Maria took her time responding, as if considering the possibility and then discarding it. “It’s funny … You set me up to say something clever, there. I ought to have replied that all of it—you included—would be coming with me instead. But I don’t want to take you with me. I don’t have to. In fact, the warrants for your apprehension read ‘dead or alive’—did you know that?”


“No warrant reads that way.”


“Not the usual kind, no. You were tried in absentia and found guilty, and sentenced to death. You must know that.”


“So this is your plan? Bring me back to Washington to see my sentence carried out?”


“That’s someone’s plan. Maybe when I left the District that was my plan, but it’s not anymore. If you ride with pirates, you get ideas.”


“Ideas?” Haymes asked, raising an eyebrow as if she sensed an opportunity.


She sensed wrong.


“You see, over the last few weeks I feel like I’ve really … gotten to know you. Uncomfortably well, if you want the truth. And if I take you back to face justice, you’ll only writhe loose, or buy your way free of it.”


“You have great faith in me.”


“Faith? Of a sort. I have faith in your bank accounts and your wiles. I have faith that you will absolutely do the most awful things necessary to have your way. I don’t know how you became such a monster, and to be frank, I do not care.” Maria’s hand settled on a checklist beside a lever.

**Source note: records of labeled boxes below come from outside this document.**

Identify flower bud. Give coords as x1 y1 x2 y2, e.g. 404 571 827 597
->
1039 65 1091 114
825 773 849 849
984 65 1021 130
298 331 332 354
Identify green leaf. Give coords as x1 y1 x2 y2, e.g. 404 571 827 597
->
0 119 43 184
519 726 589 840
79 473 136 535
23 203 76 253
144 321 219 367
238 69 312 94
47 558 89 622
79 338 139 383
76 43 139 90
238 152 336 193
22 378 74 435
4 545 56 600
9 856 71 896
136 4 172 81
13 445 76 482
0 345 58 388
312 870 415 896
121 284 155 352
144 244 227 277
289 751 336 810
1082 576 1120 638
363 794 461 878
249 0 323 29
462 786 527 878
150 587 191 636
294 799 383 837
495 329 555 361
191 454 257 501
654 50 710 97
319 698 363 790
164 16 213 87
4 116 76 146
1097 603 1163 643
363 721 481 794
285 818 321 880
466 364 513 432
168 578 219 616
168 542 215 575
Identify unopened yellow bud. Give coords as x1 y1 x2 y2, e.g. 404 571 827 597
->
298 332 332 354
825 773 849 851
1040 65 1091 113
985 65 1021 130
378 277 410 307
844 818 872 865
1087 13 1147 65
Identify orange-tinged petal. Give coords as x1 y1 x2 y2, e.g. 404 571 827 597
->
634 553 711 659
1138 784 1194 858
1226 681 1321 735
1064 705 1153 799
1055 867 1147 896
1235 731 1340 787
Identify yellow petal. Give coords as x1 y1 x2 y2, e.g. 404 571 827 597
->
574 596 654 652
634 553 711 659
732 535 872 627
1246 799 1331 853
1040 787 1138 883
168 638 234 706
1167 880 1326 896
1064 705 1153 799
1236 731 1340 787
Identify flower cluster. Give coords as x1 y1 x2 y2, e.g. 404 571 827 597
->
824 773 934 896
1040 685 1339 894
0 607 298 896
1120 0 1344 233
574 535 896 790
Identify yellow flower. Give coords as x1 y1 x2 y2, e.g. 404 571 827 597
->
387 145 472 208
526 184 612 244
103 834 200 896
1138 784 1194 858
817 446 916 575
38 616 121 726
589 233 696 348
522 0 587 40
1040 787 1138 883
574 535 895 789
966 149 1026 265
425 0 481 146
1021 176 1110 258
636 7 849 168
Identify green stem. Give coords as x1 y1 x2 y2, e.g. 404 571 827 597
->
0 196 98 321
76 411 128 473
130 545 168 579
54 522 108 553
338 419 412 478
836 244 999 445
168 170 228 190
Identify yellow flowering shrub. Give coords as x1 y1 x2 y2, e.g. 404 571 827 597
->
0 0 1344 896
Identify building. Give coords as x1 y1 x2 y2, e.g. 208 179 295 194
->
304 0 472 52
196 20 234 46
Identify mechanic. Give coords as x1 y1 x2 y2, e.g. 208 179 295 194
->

“Then why are we still talking? You’re awfully chatty for someone who doesn’t want information or conversation.”


“Oh, you know. Just killing time while I figure out this … system.”


The checklist read:


• Activate overhead light source.


• Close control room communication vents.


• Seal observation door.


• Close emergency doors.


• Pull to release gas.


A second checklist beside it read:


• Before exiting, close off gas.


• Turn on fans.


• Wait for window to clear.


Maria didn’t know what it meant about the window clearing, but she understood everything else well enough to proceed.


“What are you doing?” Haymes asked, as Maria closed the communication portal, cutting off the last word. She said something else, but Maria didn’t hear it.


“They’d hang you,” she muttered, staring down at the controls and making sure she knew what came next. “Or shoot you. Either way, it’s better than you deserve. This is more fitting, I think.” She looked over at the door and saw that yes, it was sealed. She couldn’t close the emergency doors from within the control room, but she had a feeling it wouldn’t matter.